It's not anything to do with an argument or winning or losing. It's about the further of education and sharing information that allows us to grow and learn more. 

Why do I want to hear Tom's input? He has vast knowledge and information that has validity to this issue. Are you opposed to having people with that knowledge sharing or giving logical input or to provide info that's factual that we can all learn from? 

For all I know I'm wrong in what i believe/opinion is based on. If Tom shares even more to show that I'm learning and expanding my knowledge. I thought that was the true reason were here and share info? Its not about pounding ones chest and getting no where. I'm always open to full discussion from anyone with knowledge. Even in my more then 33 years in aquatic hobby I learn stuff.

I hope were all here to learn and share. 

I was asking for Tom's view as i thought I had read some info he posted in past discussion with info from various resources. I don't remember them all nor do i remember where I saw the discussion at the moment. Just thought it might help shed light on an on going topic that plauges us all from time to time.


----------



## Complexity (Jan 30, 2008)

Aquaticfan said:


> Why do I want to hear Tom's input? He has vast knowledge and information that has validity to this issue.

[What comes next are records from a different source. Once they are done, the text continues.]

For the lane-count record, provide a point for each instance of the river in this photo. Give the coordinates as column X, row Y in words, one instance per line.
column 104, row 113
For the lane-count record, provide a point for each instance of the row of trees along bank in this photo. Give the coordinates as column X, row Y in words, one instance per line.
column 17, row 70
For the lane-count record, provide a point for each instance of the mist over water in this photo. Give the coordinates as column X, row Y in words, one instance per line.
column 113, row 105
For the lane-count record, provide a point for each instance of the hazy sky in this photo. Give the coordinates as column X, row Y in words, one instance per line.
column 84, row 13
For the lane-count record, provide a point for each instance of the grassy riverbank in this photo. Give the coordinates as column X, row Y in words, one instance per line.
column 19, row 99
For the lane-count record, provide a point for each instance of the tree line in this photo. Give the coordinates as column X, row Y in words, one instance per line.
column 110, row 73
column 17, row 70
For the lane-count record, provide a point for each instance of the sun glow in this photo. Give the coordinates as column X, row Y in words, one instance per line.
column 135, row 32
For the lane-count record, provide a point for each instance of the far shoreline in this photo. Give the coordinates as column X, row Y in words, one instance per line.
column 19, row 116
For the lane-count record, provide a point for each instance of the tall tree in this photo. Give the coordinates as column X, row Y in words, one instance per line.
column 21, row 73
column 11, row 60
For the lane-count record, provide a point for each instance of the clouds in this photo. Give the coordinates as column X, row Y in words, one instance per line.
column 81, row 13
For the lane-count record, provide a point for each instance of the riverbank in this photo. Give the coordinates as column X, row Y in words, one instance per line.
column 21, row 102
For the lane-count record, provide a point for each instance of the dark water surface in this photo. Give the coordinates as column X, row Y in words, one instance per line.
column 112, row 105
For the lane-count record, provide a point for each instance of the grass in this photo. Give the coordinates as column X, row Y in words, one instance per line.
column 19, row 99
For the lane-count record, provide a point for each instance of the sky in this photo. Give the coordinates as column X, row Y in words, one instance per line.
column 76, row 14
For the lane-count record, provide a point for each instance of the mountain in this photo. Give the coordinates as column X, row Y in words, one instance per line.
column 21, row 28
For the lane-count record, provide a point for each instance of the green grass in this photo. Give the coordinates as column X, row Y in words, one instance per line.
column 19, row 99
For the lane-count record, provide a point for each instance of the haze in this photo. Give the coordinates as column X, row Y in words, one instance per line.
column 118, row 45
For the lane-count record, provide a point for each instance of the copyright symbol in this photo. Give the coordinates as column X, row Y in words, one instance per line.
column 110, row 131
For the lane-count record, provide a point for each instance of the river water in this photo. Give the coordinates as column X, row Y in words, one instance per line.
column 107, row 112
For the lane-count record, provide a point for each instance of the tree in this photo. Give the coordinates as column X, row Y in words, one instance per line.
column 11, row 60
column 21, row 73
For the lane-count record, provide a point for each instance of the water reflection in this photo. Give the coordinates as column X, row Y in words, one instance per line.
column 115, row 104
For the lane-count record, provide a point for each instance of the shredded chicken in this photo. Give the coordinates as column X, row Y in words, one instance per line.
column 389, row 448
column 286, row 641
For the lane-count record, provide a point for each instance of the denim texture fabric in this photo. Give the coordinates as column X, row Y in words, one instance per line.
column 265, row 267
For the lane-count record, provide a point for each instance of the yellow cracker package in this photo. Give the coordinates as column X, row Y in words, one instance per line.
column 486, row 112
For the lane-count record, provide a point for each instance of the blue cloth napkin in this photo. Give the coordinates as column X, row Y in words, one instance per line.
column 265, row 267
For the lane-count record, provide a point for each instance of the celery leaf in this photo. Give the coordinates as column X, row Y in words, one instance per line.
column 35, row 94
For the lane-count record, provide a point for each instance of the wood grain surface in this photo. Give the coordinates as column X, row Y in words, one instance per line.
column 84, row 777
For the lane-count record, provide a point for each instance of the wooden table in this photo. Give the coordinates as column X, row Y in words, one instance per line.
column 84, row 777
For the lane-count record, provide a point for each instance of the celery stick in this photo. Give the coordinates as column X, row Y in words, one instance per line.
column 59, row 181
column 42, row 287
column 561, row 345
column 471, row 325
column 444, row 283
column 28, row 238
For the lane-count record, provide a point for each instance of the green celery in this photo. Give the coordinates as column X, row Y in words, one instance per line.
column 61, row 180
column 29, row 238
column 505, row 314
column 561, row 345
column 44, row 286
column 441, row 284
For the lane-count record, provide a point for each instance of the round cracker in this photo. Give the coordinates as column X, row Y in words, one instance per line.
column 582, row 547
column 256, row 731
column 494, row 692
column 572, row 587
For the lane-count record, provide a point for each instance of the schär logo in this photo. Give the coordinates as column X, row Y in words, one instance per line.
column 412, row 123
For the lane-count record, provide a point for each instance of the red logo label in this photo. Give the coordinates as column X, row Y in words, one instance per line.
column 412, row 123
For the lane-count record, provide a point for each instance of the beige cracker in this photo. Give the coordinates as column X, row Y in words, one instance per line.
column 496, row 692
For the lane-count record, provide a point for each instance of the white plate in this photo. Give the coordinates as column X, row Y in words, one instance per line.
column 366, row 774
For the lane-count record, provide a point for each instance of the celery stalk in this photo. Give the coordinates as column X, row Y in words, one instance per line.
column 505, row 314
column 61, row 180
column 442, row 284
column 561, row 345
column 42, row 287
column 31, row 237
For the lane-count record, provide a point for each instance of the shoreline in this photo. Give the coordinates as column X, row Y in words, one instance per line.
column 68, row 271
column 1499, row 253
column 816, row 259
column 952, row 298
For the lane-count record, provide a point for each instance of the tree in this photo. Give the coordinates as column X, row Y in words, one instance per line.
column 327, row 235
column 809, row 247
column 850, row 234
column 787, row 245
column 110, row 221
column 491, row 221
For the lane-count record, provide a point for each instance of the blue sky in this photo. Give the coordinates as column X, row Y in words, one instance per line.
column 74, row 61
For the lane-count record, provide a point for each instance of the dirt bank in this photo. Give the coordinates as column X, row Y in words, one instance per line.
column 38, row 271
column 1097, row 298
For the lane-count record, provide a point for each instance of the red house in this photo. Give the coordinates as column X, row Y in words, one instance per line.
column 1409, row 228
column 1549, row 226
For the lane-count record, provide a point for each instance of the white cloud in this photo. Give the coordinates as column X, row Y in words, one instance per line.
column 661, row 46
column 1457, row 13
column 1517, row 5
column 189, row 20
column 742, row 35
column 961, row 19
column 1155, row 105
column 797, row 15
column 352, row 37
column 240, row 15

I was not aware that Tom had "vast knowledge and information" on the very specific subject of the causes of BGA. But I'm not informed of all his studies so perhaps he has done research on this topic. If so, that would be great.



> Are you opposed to having people with that knowledge sharing or giving logical input or to provide info that's factual that we can all learn from?


I thought I had made my stance abundantly clear on this before, but in case it was missed, I always welcome the sharing of knowledge.

I even welcome dissenting opinions. :smile:


----------



## BruceF (Aug 5, 2011)

Looks like the agitation has come to the surface----------------

I have a 10g tank in my basement with dwarf sag in it. It has a dirt/sand substrate and a 36 w coralife ho light on it, albeit an old bulb. There is about 6 inches of water. There is no water movement at all. It has been this way for about a year. I never even changed the water. I don’t think I ever added any either. The dwarf sag has thrived, filling the tank, and algae has never been a real problem at all. 

I tend to think water movement has more to do with fish than plants. FWIW.


----------



## Aquaticfan (Oct 30, 2011)

Nevermind. LOL. :smile:


----------



## livingword26 (Oct 28, 2010)

I think you will be hard pressed to find anyone who has cured Cynobacteria by removing phosphates. It is pretty common knowledge that a nitrate shortage is a common cause for this kind of bacteria, at least in the planted aquarium world. Also listed are low oxygen, and to high of light. I have often dosed 2 - 4 ppm phosphates with no outbreaks of BGA.

http://www.barrreport.com/showthread.php/5290-co2-and-cyanobacteria
http://www.barrreport.com/showthread.php/5171-cyanobacteria-nasty?
http://www.aquariumslife.com/algae-control/blue-green-algae/
http://www.aquascapingworld.com/algaepedia/full_view_algae.php?item_id=40&algae=Cyanobacteria
http://www.fishkeepingbanter.com/showpost.php?p=39033&postcount=2

I personally have had this BGA flourish when I had low nitrates in high light.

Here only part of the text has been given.